I don’t know how you initially experienced it, but for me, starting this “Utopian” life was bedazzling and bewildering. I was not prepared for an affluent liberal arts experience, which sat in polar opposition to all I had previously known. To borrow a turn of phrase, college was a shining city on a hill, where food no longer ran on the opaque timelines of public welfare; days were no longer spent under low roofs; nights were no longer spent under the specter of eviction; and free learning was no longer a costly and mysterious ideal. I, of course, embraced this fresh alternative and all the abundance it offered. Finally, I thought, I was emancipated. I was free to map the direction of my own future, right inside this utopia.

But that’s the issue. 

More’s “Utopia” does not stretch outward into the four corners of the globe; instead, it is a somewhat secluded island, and only its citizens reap the high benefits of life there. The Utopians did not seem to care about what goes beyond their shores, preferring instead the stability and learning offered by their enclave. 

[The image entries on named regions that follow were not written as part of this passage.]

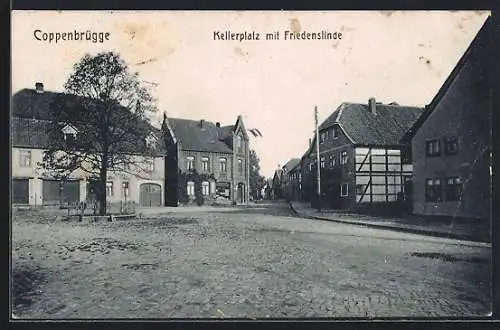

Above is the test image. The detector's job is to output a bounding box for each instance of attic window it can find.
[333,126,340,139]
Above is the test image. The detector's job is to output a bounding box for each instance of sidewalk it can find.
[290,202,491,243]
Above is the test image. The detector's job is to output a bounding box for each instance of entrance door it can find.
[140,183,161,207]
[42,179,61,205]
[42,179,80,205]
[12,179,29,204]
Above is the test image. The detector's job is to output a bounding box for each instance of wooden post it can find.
[314,106,321,211]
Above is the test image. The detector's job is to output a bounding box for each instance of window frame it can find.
[443,136,458,156]
[340,150,349,165]
[201,181,210,196]
[201,156,210,172]
[106,181,115,197]
[425,139,442,157]
[443,176,463,202]
[238,158,243,175]
[122,181,130,199]
[19,149,33,168]
[332,126,340,139]
[186,181,195,196]
[219,157,227,173]
[425,178,443,203]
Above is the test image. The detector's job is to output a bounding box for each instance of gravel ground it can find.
[12,205,491,319]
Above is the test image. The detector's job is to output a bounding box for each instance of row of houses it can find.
[272,18,492,219]
[11,83,249,207]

As such, they ignored the starvation, despotism, disease, and countless other ailments that permeated 16th-century life. Perhaps the Utopian apologist would remark that they bore no responsibility because they didn’t owe anybody anything. This is false; Utopia was no Ouroboros. Presumably, the Utopians had to rely on labor, wealth, and systems developed before and beyond Utopia. 

Just the same, Amherst does not exist in a vacuum. The school's quiet affluence stands in contrast to the steady thump of poverty and oppression around the world. In the U.S. alone, welfare cuts will widen the already extraordinary disparity. Yet rarely do we consider this in our daily motions. To be fair, we’re caught up in our own student anxieties. In comparison, global dilemmas are less relevant and palatable. Indeed, it is so easy to ignore those issues. We are living in our very own Utopia. 

When I returned home last summer, I was forced to confront the other side of my life. Once again, food, housing, and everything else were in question. The clamorous memories that I shelved at school raised their ugly heads. As I’m back at college now, I’m simply trying to ask myself, and maybe others, to fight for more than the utopia we’ve been given. Life here can be so privileged, and if we could donate our time or resources to something substantive, then others could share in our shining city on a hill. 

I know well enough that this is easier said than done. I too have not much time and even less means. And, of course, it's always easier to preach from the pulpit of print media than to actually do something about the world. I can’t muster all the answers today, but I can at least wrestle with this one fundamental lesson of my childhood: There is always some malady out there that demands your attention. 

Indeed, something is deeply wrong if the sheer comfort of Amherst life coexists with a deprecated one for so many others. College doesn’t need to be like an old, shallow, and reclusive country club. We can do more than that; we can enlist our resources to help one another, one step at a time. So let's begin now, for there is no time to waste.